New Jersey Shows Some Job Gains, but Unemployment Stuck at 9.1 Percent
December 15th, 2011 | by Deborah Howlett | Published in NJPP Blog: As a Matter of Fact ...
The Department of Labor crows a little bit today in its regular monthly release of employment data, touting private employment as “sharply up” for the month of November, with a gain of 10,000 private sector jobs over October. For the year, the report says, the state has gained more than 51,000 private sector jobs, almost entirely in the low-paid service sector.
“November’s brisk pace of hiring shows that New Jersey’s employers have shaken off the effects of the unusual weather of the past few months and anticipate increased consumer spending,” Charles Steindel, Chief Economist for the New Jersey Department of Treasury, says in a statement.
Beneath that bottom line, however, unemployment in New Jersey remains persistently high.

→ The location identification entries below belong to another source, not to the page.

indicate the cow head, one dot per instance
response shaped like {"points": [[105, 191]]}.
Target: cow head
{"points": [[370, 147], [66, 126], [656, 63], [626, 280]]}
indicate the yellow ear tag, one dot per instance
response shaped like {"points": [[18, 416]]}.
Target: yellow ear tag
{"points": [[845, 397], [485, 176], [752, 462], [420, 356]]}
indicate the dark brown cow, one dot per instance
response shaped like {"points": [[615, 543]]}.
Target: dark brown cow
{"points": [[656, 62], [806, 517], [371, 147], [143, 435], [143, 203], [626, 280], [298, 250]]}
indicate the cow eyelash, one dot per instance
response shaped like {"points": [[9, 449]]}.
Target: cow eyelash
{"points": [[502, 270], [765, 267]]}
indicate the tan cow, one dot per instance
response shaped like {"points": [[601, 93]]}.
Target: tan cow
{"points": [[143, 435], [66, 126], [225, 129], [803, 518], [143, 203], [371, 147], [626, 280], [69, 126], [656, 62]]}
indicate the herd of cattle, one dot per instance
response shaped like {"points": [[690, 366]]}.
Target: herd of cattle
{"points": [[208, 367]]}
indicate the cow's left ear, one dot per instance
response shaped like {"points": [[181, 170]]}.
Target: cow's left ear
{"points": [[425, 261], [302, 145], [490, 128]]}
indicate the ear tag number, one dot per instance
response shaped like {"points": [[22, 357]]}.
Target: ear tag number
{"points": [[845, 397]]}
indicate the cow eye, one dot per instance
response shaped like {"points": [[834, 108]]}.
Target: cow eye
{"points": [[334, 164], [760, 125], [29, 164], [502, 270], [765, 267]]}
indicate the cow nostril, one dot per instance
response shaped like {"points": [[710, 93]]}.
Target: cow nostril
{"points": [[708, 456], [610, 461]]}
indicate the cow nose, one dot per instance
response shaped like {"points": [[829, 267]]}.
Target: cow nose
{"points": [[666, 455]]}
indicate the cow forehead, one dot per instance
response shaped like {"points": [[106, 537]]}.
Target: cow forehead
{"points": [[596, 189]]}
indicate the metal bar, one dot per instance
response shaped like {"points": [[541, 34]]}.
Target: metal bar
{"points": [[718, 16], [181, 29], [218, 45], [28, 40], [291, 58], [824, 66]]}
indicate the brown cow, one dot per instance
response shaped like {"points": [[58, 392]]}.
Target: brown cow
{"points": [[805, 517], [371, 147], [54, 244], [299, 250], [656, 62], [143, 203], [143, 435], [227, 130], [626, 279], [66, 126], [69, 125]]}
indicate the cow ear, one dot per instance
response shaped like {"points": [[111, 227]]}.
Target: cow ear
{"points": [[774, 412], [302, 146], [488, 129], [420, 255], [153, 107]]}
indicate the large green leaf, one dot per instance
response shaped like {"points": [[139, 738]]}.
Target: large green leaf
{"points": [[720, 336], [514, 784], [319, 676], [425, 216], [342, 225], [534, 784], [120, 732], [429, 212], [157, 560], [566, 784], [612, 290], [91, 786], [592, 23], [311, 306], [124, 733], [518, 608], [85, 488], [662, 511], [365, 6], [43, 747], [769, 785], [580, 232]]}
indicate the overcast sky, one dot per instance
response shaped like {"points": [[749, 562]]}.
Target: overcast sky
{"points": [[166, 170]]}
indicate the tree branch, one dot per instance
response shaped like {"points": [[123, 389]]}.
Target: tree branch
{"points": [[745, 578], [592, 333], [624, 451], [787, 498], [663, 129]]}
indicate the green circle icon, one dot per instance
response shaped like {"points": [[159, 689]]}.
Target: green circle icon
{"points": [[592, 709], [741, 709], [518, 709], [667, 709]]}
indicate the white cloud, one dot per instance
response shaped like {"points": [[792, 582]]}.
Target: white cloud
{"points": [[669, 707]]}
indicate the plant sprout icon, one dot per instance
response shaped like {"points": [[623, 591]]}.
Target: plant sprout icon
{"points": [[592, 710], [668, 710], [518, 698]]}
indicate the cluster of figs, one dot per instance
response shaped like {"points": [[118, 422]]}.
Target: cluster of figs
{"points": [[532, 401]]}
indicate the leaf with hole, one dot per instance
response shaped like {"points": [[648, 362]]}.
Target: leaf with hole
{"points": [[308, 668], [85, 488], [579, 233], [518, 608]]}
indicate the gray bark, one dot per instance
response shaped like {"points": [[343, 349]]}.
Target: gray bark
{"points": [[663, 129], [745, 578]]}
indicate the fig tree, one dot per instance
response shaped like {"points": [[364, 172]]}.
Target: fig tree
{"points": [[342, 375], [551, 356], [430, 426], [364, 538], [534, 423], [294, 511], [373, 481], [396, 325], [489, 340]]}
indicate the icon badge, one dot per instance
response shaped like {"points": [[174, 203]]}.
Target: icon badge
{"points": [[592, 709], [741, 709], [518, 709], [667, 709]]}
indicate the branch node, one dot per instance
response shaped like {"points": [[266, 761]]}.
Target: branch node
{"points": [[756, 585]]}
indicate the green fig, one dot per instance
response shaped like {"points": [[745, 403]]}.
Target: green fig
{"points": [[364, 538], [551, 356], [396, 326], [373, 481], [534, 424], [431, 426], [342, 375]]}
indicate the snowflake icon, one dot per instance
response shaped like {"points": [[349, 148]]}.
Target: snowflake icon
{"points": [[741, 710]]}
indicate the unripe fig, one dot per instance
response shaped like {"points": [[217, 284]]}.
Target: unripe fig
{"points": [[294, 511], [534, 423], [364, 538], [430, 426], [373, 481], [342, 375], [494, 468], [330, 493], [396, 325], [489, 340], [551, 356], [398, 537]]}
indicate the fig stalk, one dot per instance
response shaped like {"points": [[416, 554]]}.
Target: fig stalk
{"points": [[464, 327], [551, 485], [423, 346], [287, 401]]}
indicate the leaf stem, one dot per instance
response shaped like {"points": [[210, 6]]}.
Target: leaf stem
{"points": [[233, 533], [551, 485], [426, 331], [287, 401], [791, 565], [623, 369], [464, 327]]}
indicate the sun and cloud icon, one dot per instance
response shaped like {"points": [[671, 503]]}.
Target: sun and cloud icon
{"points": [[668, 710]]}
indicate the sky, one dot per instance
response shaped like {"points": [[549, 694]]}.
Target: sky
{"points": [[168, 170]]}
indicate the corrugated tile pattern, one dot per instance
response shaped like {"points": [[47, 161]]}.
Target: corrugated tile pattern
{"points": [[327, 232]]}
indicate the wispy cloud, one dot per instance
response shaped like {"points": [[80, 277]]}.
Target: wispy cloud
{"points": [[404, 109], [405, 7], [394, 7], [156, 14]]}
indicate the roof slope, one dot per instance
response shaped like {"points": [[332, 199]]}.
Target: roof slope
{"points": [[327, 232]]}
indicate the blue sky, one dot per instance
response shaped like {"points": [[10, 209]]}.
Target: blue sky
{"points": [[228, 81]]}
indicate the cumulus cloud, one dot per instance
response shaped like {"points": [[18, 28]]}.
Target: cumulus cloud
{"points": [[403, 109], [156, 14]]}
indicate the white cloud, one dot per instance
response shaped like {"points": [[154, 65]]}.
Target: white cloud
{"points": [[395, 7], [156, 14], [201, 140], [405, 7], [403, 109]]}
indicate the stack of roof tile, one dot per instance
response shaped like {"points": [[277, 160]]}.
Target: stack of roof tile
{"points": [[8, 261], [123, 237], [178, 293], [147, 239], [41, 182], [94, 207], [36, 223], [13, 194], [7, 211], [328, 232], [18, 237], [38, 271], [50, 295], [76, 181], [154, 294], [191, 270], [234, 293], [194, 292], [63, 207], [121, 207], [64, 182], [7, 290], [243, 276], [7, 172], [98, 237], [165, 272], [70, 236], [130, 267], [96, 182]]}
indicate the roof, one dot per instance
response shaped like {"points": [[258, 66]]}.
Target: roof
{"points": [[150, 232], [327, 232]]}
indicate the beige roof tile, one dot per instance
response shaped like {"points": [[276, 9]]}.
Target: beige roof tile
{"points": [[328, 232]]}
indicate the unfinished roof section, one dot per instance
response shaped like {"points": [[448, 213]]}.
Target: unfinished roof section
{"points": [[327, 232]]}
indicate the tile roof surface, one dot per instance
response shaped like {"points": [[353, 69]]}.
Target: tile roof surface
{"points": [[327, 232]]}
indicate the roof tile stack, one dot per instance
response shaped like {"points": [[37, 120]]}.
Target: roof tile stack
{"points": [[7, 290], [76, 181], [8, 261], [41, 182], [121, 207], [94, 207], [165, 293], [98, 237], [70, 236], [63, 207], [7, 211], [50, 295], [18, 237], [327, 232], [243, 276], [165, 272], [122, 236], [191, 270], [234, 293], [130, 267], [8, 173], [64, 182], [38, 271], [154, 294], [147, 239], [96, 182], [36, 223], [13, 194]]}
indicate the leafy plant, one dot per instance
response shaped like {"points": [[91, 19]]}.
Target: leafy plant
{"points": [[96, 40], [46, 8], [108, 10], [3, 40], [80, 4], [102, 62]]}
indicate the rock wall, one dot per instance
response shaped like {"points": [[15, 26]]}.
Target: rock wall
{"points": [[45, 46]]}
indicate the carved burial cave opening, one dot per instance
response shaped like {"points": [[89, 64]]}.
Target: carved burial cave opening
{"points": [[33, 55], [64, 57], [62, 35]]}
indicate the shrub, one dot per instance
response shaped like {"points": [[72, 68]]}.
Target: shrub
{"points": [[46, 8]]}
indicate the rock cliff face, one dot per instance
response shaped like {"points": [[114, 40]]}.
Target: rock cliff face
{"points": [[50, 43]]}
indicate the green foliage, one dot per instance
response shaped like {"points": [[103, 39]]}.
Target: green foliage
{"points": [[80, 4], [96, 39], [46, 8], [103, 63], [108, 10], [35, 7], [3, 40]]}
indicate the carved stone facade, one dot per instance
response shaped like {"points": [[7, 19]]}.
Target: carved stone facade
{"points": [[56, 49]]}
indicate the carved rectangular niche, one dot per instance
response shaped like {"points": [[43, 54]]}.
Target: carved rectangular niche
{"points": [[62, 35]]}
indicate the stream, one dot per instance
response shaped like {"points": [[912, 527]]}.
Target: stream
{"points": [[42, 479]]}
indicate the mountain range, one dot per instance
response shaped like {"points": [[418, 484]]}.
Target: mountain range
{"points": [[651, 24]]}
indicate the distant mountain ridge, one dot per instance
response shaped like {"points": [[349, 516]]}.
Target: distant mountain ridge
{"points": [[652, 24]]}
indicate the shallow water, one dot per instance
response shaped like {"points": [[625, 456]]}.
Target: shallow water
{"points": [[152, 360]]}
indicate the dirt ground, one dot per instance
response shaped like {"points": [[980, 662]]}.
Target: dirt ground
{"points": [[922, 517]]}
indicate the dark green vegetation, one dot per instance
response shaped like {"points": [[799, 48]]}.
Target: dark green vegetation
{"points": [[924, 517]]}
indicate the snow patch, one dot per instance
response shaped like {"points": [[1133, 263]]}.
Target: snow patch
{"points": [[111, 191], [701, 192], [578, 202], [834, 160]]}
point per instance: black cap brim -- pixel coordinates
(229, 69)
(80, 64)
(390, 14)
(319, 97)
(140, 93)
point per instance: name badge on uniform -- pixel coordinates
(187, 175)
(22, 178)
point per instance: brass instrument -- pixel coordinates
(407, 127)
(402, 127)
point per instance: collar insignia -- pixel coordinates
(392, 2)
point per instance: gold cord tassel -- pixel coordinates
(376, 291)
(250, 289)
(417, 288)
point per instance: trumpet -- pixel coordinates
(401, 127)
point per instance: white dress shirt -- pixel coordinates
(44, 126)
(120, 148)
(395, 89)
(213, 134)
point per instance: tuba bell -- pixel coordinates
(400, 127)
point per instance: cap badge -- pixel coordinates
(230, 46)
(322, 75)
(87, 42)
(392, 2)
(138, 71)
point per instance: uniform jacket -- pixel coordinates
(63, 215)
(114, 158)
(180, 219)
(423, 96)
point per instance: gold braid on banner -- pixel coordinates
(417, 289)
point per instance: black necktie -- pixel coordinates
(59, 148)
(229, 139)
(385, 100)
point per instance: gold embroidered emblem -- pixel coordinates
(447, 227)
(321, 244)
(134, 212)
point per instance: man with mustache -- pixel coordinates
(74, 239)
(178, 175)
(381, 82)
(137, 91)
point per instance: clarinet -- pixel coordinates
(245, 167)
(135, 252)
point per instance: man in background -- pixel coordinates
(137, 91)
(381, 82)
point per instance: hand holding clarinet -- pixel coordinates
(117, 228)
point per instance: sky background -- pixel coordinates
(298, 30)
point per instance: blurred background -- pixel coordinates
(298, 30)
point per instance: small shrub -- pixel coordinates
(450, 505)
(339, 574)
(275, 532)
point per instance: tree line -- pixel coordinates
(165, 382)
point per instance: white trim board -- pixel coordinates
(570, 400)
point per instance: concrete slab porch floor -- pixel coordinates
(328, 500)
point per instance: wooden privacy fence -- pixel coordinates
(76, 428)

Despite the modest private sector gains (mainly in seasonal retail jobs), the Department of Labor reports that the state unemployment rate remained unchanged in November at 9.1 percent — even as the U.S. rate fell for the third month straight, to 8.6 percent.
Further, the total of 3.9 million non-farm jobs reported in the data means that nearly 200,000 fewer New Jerseyans are working now than were working in 2007, before the economy tanked. At the rate of 51,000 jobs a year, it will take another four years before employment returns to pre-recession levels.